En ese momento se oyeron golpes en la puerta. Alan levantó la vista, sorprendido.
—¿Quién es? —preguntó en voz baja.
—Yo… no lo sé.
—Eres una mentirosa —dijo y se le enrojeció la cara de la furia—. Él ha vuelto, ¿no es verdad? Pues bien, los mataré a los dos. —De nuevo tenía el cuchillo apoyado contra su nuca.
—¡No! Por favor —dijo Akiko—. No lo lastime—. Tenía pánico de que matara a John. Le importaba más él que su propia persona.
Alan se quedó allí parado, pensando a todo vapor. Debía deshacerse del policía.
—Ha venido a buscar la escultura de mi cabeza, ¿no?
—Sí.
—¿Por qué no se la entregaste antes?
—Porque no estaba terminada. —Akiko confiaba en que si le decía la verdad a ese demente, él soltaría a John sin lastimarlo.
—Está bien —dijo Alan—. Harás exactamente esto. Quiero que le digas que todavía no has terminado la escultura, y que la tendrás lista por la mañana. ¿Entendido?
Apretó la punta del cuchillo en la nuca de Akiko y ella sintió que le corría una gota de sangre.
—¿Me has entendido?
—Sí.
—Muy bien. Entonces abre apenas la puerta.
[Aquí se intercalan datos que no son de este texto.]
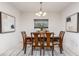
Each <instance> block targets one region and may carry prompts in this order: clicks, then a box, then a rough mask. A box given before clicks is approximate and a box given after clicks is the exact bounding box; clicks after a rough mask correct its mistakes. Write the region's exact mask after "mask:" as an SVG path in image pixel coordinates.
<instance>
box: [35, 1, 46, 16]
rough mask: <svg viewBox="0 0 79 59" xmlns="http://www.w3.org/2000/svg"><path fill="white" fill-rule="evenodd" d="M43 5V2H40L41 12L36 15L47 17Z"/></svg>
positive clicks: (39, 12) (38, 15) (37, 12)
mask: <svg viewBox="0 0 79 59" xmlns="http://www.w3.org/2000/svg"><path fill="white" fill-rule="evenodd" d="M42 3H43V2H40V10H39V12H37V13H35V15H37V16H45V15H46V12H45V11H43V8H42Z"/></svg>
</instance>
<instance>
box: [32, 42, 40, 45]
mask: <svg viewBox="0 0 79 59" xmlns="http://www.w3.org/2000/svg"><path fill="white" fill-rule="evenodd" d="M40 45H41V44H40V42H39V43H38V46H40ZM33 46H35V43H33Z"/></svg>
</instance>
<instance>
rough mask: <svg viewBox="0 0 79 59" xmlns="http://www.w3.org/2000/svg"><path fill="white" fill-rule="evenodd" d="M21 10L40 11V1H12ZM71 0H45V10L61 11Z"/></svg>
mask: <svg viewBox="0 0 79 59" xmlns="http://www.w3.org/2000/svg"><path fill="white" fill-rule="evenodd" d="M10 3H11V4H12V5H13V6H15V7H16V8H17V9H18V10H20V11H21V12H38V11H39V8H40V3H39V2H10ZM69 4H71V2H43V4H42V5H43V10H44V11H46V12H60V11H62V10H63V9H64V8H65V7H67V6H68V5H69Z"/></svg>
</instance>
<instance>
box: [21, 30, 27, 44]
mask: <svg viewBox="0 0 79 59" xmlns="http://www.w3.org/2000/svg"><path fill="white" fill-rule="evenodd" d="M21 34H22V38H23V43H24V42H25V39H26V36H27V35H26V32H25V31H22V32H21Z"/></svg>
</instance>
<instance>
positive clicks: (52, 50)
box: [52, 47, 54, 56]
mask: <svg viewBox="0 0 79 59" xmlns="http://www.w3.org/2000/svg"><path fill="white" fill-rule="evenodd" d="M52 56H54V47H52Z"/></svg>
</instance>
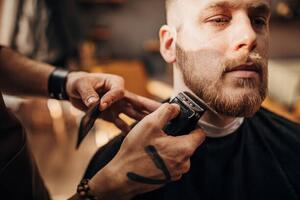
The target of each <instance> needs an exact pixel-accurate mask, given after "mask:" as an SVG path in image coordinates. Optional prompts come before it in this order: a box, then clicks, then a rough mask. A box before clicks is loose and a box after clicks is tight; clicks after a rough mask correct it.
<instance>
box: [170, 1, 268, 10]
mask: <svg viewBox="0 0 300 200" xmlns="http://www.w3.org/2000/svg"><path fill="white" fill-rule="evenodd" d="M271 1H272V0H173V2H176V3H178V4H181V5H185V6H199V7H202V8H203V9H207V8H213V7H232V8H237V7H255V6H260V5H265V6H266V7H270V5H271Z"/></svg>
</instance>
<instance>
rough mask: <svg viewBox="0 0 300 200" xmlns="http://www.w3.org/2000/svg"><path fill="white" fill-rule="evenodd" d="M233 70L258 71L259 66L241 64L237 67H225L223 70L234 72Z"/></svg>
mask: <svg viewBox="0 0 300 200" xmlns="http://www.w3.org/2000/svg"><path fill="white" fill-rule="evenodd" d="M234 71H252V72H257V73H260V71H261V70H260V67H258V66H257V65H254V64H243V65H239V66H237V67H233V68H230V69H226V70H225V72H226V73H227V72H234Z"/></svg>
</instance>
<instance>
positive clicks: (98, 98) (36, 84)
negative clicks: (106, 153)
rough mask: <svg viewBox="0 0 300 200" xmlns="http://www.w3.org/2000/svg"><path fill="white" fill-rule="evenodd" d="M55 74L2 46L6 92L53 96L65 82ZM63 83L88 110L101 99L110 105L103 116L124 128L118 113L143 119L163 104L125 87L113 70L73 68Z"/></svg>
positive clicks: (3, 89) (51, 71)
Si haces algún movimiento en falso, te clavaré este cuchillo en el cuello.
Se oyó otro golpe en la puerta.
—¡Hazlo! —le ordenó Alan en voz baja.
Permaneció detrás de Akiko; con una mano le aferraba el hombro y con la otra le presionaba el cuchillo en la nuca. Caminó detrás de Akiko hasta la puerta. Los dos oyeron la voz de John desde el otro lado de la puerta.
—Akiko, ¿estás ahí?
Akiko tenía la boca tan seca por el miedo, que temió no poder hablar.
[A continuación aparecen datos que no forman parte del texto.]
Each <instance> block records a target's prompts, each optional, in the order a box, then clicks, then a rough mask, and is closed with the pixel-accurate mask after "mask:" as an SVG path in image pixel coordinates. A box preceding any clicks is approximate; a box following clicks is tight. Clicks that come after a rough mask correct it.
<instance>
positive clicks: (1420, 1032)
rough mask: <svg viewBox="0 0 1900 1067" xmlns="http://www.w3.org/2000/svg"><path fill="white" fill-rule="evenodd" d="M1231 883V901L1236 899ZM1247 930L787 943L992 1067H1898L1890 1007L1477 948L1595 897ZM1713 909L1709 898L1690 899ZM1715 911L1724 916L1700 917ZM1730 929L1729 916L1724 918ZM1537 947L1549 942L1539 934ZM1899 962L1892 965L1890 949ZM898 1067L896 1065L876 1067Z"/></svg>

—¡Contéstale! —susurró Alan.
—Sí. Estoy… aquí estoy.
—Abre un poco la puerta —le ordenó Alan.
Akiko respiró hondo y entreabrió la puerta. Sentía el cuchillo contra la piel. El estrangulador se había escondido detrás de la puerta, y John no podía verlo.
John miró a Akiko y la notó muy pálida.
—¿Estás bien? ¿Ha ocurrido algo?
Akiko habría querido gritar y avisarle a John que el estrangulador le estaba clavando un cuchillo en la nuca. Deseaba decirle que huyera a toda velocidad.
—Estoy bien —logró decir con un hilo de voz.
—¿Puedo pasar?
Akiko abrió la boca y sintió que el cuchillo le atravesaba la piel.
—Lo lamento —dijo—. Por favor, perdóname. Cuando llegué a casa me sentí muy cansada y no pude terminar la escultura.
John la miraba, decepcionado.
—Entiendo. Yo esperaba que…
—Ya lo sé. La terminaré por la mañana. Te llamaré cuando esté lista.
En su rostro había una expresión extraña. John se preocupó.
—No estarás enferma, ¿no? ¿Quieres que entre y…?
Ella volvió a sentir la presión del cuchillo.
—¡No! Realmente estoy muy cansada. Estoy segura de que me sentiré mejor por la mañana.
Tuvo que mentirle, pero lo hacía para salvarle la vida. Si él entraba, el estrangulador lo mataría.
John dijo, de mala gana:
—Está bien, me iré. Pero volveré por la mañana.
—Sí —dijo Akiko—. Haz eso.
Él la miró durante un momento prolongado, luego se dio media vuelta y se fue. Alan empujó la puerta hasta cerrarla bien. Y Akiko quedó sola con el estrangulador.